Sunday, November 16, 2014

God Looks at the Heart

"Good morning!" Pastor Brad welcomed us and then indicated that today's message was about this: What does it mean to be a good person?

Announcements
~ Thursday November 20 we will be at the Washbucket in West Duluth to do laundry for poor and needy in that community.
~ Wednesday we will be packing Operation Christmas Child boxes.
~ Walt came forward to share a few words about the building progress. It's quite evident that we're making progress across the street. The walls are framed and the next big project is hanging drywall. First, the electrician must get the building wired and the heat going so the mud and paint will dry once we start.
~ In two weeks we will have our first Christmas program practice.

Darlene ushered us into worship with a beautiful medley. Brad then led us as we sang contemporary versions of Amazing Grace, How Deep the Father's Love For Us and Take My Life. The offering was taken followed by a time of prayer.

God Looks At The Heart

Pastor Brad stated that his aim this morning is to attempt to get at the idea of what does Jesus want for us or from us. What does a good person look like in God's eyes.

The source passages are from the Sermon on the Mount. Matthew 5 begins with the Beattitudes. Then Jesus talks about what we are to be like. "You are the salt of the earth..."

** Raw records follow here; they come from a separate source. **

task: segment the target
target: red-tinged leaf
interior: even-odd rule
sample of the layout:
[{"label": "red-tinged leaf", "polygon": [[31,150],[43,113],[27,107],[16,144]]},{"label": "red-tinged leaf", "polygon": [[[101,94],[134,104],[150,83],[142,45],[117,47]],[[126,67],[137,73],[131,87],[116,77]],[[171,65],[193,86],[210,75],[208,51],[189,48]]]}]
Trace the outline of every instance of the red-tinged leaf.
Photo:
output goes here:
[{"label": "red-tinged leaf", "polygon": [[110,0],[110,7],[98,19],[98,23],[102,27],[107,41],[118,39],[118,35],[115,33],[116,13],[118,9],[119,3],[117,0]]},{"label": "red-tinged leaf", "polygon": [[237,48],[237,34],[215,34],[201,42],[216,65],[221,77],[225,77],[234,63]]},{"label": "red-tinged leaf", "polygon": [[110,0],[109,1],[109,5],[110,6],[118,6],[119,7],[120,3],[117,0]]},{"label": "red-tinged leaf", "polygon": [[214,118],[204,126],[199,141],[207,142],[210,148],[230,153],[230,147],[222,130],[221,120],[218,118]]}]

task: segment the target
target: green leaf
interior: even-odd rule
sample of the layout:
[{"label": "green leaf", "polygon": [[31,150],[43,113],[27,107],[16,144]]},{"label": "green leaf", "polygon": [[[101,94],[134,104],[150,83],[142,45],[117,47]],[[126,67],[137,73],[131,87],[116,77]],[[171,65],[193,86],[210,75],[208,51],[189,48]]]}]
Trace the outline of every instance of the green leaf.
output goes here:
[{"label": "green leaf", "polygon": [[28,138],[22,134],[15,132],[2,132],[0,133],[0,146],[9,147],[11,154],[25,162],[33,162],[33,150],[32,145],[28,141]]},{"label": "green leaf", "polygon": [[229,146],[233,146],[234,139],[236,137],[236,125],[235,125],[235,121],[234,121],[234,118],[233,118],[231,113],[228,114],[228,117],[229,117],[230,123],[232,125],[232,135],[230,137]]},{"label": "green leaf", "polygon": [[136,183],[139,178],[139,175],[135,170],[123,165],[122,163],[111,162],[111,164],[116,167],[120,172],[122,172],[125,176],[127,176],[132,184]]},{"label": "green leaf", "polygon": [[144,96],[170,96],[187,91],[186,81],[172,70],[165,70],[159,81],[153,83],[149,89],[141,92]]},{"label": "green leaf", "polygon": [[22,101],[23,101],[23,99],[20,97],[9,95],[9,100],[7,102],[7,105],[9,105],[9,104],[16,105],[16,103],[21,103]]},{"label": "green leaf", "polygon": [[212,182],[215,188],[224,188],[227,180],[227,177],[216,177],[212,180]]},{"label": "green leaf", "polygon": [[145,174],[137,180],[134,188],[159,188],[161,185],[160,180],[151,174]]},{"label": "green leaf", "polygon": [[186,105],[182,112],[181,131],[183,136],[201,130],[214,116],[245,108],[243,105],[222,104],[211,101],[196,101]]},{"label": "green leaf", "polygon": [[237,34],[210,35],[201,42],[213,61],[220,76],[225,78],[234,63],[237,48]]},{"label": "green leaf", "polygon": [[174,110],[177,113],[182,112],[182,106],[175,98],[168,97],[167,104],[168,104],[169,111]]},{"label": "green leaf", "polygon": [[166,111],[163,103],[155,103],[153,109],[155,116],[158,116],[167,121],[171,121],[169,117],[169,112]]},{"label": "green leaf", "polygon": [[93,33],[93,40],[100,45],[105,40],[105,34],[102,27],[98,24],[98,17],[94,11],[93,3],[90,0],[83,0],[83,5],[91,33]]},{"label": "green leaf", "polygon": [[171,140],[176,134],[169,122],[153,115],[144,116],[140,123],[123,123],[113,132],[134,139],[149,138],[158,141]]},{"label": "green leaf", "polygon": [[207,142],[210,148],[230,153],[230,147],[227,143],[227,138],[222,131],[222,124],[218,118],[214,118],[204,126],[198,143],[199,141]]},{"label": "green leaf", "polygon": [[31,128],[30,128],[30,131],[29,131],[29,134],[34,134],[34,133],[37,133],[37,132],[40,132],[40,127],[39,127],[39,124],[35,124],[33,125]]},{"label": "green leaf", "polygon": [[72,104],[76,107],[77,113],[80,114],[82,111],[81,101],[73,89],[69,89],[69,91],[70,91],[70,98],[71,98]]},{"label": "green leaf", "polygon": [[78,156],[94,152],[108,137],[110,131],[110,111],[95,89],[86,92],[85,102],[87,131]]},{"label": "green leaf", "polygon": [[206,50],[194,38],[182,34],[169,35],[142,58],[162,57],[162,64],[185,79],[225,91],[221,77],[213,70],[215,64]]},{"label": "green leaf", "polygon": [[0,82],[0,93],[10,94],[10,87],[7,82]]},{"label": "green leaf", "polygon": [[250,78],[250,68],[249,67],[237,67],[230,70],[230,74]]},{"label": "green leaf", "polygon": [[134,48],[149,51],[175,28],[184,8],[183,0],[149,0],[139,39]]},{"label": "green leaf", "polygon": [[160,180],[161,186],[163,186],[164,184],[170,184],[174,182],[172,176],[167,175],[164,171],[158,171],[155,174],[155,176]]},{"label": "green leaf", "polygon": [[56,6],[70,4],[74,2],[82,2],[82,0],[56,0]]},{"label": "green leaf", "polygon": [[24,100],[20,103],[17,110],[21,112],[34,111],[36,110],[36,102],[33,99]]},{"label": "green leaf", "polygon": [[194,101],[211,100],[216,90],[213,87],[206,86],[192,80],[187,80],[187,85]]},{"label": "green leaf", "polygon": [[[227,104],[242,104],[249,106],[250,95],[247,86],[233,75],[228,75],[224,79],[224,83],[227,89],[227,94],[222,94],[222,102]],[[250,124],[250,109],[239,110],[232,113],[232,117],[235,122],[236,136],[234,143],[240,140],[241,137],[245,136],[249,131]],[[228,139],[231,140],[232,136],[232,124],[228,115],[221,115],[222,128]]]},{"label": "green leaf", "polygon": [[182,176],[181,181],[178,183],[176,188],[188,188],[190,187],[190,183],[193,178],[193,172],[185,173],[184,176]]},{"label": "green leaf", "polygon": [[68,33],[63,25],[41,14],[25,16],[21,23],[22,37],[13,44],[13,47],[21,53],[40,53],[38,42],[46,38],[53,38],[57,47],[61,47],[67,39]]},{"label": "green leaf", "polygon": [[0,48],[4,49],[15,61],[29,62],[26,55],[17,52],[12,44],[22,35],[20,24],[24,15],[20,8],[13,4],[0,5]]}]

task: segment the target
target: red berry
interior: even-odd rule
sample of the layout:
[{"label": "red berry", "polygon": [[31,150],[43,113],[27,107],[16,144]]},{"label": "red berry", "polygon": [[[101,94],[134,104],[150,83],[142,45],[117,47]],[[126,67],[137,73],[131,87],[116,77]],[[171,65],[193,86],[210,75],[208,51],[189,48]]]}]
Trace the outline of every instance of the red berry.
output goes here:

Then Jesus addresses the matter of sin from Matthew 5:21-30. If your eye violates the commandment, pluck it out. If your hand sins, cut it off.

Jesus isn't really proposing dismemberment as the path to holiness. What He is saying, first, is that sin is serious.

But the purpose of these hard words is to highlight something that was a problem in His day, the matter of how to be holy. How to be good. How to be pleasing to God.

The Pharisees valued the law, but they went through extreme contortions to use their willpower to be good. This carries over to what we have today where holiness is not a positive, but a life of avoiding the bad stuff. Don't do this, don't do that.

Jesus is saying God's plan for being a good person is not just sin avoidance. If the problem were that simple, we'd cut off hands, feet, eyes, tongue and just roll into heaven. This problem isn't the things we do. The problem is the heart. You can cut off everything and still have ugliness and bitterness in the center of your being. And what's inside of us will always leak out.

Our human condition is the problem. It's what comes out of us is what makes us unclean.

The community of faith is not a self-help group.

Brad then cited Mark 7:20-22: And He said, “What comes out of a man is what defiles a man. For from within, out of the heart of man, come evil thoughts, fornication, theft, murder, adultery, coveting, wickedness, deceit, licentiousness, envy, slander, pride, foolishness.

The world is a mess because of the human heart. And there is no self-help that will fix this, as is underscored in Luke 6:43-45.

“For no good tree bears bad fruit, nor again does a bad tree bear good fruit; for each tree is known by its own fruit. For figs are not gathered from thorns, nor are grapes picked from a bramble bush. The good man out of the good treasure of his heart produces good, and the evil man out of his evil treasure produces evil; for out of the abundance of the heart his mouth speaks.

God is not some mean guy up there in the clouds trying to keep us from doing the things we want to do.  And what we need is not more willpower. What we need is to want something else more than we want sin. What we need is a new heart.

Holiness means that I become the kind of person who actually wants to to what is right. And to be honest, this is what our hearts want when the Holy Spirit enters us.

What God wants to do is change us within so that we naturally want to do what is right and good.

"Abide in Me," Jesus says.

God is not opposed to effort. He's opposed to earnings. That is, our deeds do not "earn" us salvation. By means of our efforts we can never attain what is required of us. Ultimately it all comes down to grace.

Brad then challenged us to focus on one thing. He chose to have us focus this week on controlling our tongues. "This week I want to challenge you not to say anything that is negative. No complaining. No whining. Not even in your body language."

He challenged us here to do this because he knows it is impossible.

* * * *
We closed the service with Hymn #296, All Praise To God Who Reigns Above.